Prima di tutto una serie di doverose premesse: non siamo stanchi, non abbiamo smesso di essere curiosi e, perché no?, crescendo le nostre possibilità economiche ci permettono di goderci più (e meglio) i nostri meritati svaghi. Se solo lo volessimo. Certo, dividere la stessa stanza con centinaia (talvolta migliaia) di ragazzi ben più giovani di noi può metterci a disagio, ma non è questo il vero problema. Non è nemmeno quel falso mito che superati i trent’anni ci vogliono tre giorni per riprendersi da una serata a tirar mattina.
La verità è che ci annoiamo da morire.
Va bene, anche questo va detto: siamo diventati una generazione di attention whore. Non è esiste una e una sola volta che le nostre “azioni social” non siano mosse dal semplice intento di generare like, cuori e interazioni di ogni sorta. “Ma basta con Berlino! Berlino non è più la stessa da quando si è riempita di italiani!”, “la trap fa cagare: quando noi avevamo l’età di questi ragazzini qui, sì che ci divertivamo”, “a ballare? Non scherziamo, piuttosto pizza, divano e Netflix!”. E giù luoghi comuni a non finire, sempre gli stessi. E ancora giù con la pioggia di consensi, sempre delle stesse facce.
Sì, anche tutto questo ha ampiamente stancato, ma oggi il punto non sta qui. Il punto è che certe volte questi incurabili brontoloni hanno ragione: prima era meglio. Almeno in una certa misura.
Anni fa – non troppi, per carità – per tanti giovani andare a ballare era in qualche modo una sorta di conquista. Esisteva una selezione alla porta (con annessa possibilità di restar fuori, alla corda, per ore senza poi riuscire ad entrare nel club), esistevano delle pubbliche relazioni volte a far conoscere il club e scoprire la sua musica. Esistevano pure dei dj che nella vita “facevano i dj” e il cui talento veniva misurato in base al divertimento del pubblico e non sul numero di nomi segnati in lista prima che il party cominciasse. Ma soprattutto si aveva la sensazione che i promoter – e quindi i diversi club – fossero pronti ad accettare la sfida che, settimana dopo settimana, li vedeva come attori principali nella costruzione di un percorso stagionale dove l’identità della loro festa veniva prima di tutto (insieme ai conti a fine serata).

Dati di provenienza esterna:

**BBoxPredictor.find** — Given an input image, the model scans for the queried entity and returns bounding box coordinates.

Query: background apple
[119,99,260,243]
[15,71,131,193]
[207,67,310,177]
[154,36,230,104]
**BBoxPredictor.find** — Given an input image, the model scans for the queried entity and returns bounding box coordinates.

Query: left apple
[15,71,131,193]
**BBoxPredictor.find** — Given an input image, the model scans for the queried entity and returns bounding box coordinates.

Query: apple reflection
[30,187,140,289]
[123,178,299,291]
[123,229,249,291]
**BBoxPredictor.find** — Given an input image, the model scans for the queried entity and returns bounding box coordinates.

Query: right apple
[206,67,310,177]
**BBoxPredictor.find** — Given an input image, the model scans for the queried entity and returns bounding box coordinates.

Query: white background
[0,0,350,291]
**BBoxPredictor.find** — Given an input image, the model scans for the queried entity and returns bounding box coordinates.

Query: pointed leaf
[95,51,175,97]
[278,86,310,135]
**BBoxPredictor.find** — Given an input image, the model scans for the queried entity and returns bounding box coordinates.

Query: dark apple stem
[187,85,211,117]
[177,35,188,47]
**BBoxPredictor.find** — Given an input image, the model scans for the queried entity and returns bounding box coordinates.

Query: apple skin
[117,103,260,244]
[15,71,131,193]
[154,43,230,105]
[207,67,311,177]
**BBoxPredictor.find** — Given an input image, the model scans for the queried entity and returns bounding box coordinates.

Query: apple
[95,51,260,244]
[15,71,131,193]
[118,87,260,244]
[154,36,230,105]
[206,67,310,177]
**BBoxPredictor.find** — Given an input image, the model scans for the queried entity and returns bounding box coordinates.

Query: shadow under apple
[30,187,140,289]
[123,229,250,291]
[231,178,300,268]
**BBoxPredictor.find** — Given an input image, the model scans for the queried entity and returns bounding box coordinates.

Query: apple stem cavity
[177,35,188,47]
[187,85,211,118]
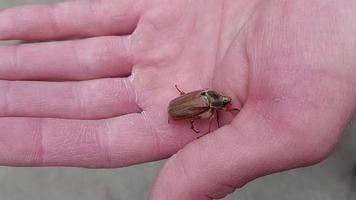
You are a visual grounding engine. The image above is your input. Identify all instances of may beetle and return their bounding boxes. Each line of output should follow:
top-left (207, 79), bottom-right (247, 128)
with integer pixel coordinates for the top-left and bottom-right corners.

Tutto ciò, almeno questa è la sensazione diffusa, è andato perso perché il mondo della notte è cambiato. Riuscire ad ospitare un artista prestigioso – cosa che comunque non garantisce in alcun modo un ritorno economico proporzionale all’investimento e al rischio d’impresa iniziale – è diventato più importante che dare al proprio progetto coerenza e lungimiranza. Le agenzie l’hanno capito, cavalcando un sistema che oggi conosce un solo vincitore: l’interesse loro e degli assistiti che rappresentano. Gli artisti, raggiunto un certo livello di popolarità smettono di osare, rifiutando qualsiasi sfida che possa minare una confort zone fatta di date a ripetizione e pennette USB piene di dj set tutti uguali.

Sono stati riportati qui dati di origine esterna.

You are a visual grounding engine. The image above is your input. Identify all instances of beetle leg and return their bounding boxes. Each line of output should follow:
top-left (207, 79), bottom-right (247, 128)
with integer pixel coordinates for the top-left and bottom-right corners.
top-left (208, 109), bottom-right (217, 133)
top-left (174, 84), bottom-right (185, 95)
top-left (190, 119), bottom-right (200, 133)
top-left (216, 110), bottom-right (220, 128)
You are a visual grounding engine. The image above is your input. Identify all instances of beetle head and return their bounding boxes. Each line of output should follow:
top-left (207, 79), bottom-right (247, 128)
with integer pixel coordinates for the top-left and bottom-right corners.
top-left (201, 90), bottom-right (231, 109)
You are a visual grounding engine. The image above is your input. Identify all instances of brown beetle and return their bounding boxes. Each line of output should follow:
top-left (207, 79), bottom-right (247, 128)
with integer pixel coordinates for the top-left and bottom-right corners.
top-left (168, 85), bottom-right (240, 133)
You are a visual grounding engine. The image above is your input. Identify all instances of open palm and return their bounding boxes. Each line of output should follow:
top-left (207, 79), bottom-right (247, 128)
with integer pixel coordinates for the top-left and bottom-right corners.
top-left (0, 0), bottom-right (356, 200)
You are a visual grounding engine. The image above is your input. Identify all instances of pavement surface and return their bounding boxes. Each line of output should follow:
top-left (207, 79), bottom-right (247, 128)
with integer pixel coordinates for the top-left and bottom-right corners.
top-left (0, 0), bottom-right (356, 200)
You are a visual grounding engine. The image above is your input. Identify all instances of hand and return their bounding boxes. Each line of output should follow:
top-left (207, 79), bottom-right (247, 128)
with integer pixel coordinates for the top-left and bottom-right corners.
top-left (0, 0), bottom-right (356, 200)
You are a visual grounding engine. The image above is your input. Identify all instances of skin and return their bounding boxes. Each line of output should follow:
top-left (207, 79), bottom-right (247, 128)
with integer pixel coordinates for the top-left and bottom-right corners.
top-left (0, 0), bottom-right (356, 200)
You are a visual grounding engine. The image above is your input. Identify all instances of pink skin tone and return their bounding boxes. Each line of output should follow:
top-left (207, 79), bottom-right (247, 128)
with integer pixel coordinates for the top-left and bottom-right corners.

E i club? La maggior parte di loro conosce una sofferenza fino ad oggi sconosciuta, costretti alla rincorsa di collaborazioni impensabili fino a pochi mesi fa. Sinergie furbe solo sulla carta, il cui unico risultato è l’inevitabile logoramento di quella meravigliosa eterogeneità che rendeva la nostra scena unica, viva e colorata come pochissime altre al mondo. Il risultato, pertanto, è semplicissimo: tante feste che sembrano fatte con lo stampino, in cui pure i flyer cominciano ad assomigliarsi.
Oggi i club si riempiono veramente sempre e solo coi “soliti” nomi che si esibiscono dinnanzi a ragazzi che, inconsapevolmente, vivono la notte senza la minima curiosità. Se si pensa a un dj, oggi come oggi conta più una storia di Instagram che un disco ben fatto prodotto e pubblicato da una label rispettabile – ah, gli influencer!
Ma allora dovete scusarci se a noi “vecchietti della scena” non ci interessa più (o ci interessa meno) tutto questo, noi che abbiamo visto suonare tanti di questi big della scena prima che il business prendesse il sopravvento sulla musica. Scusateci se certi grandi festival non fanno più per noi o se preferiamo un dj bar free entry con un ragazzetto bravo – e sottopagato – a quei club in cui le guest timbrano il cartellino, inesorabilmente, ogni anno. Siamo annoiati e tocca a voi, voi tutti, convincerci che fare mattina ha lo stesso sapore di qualche tempo fa.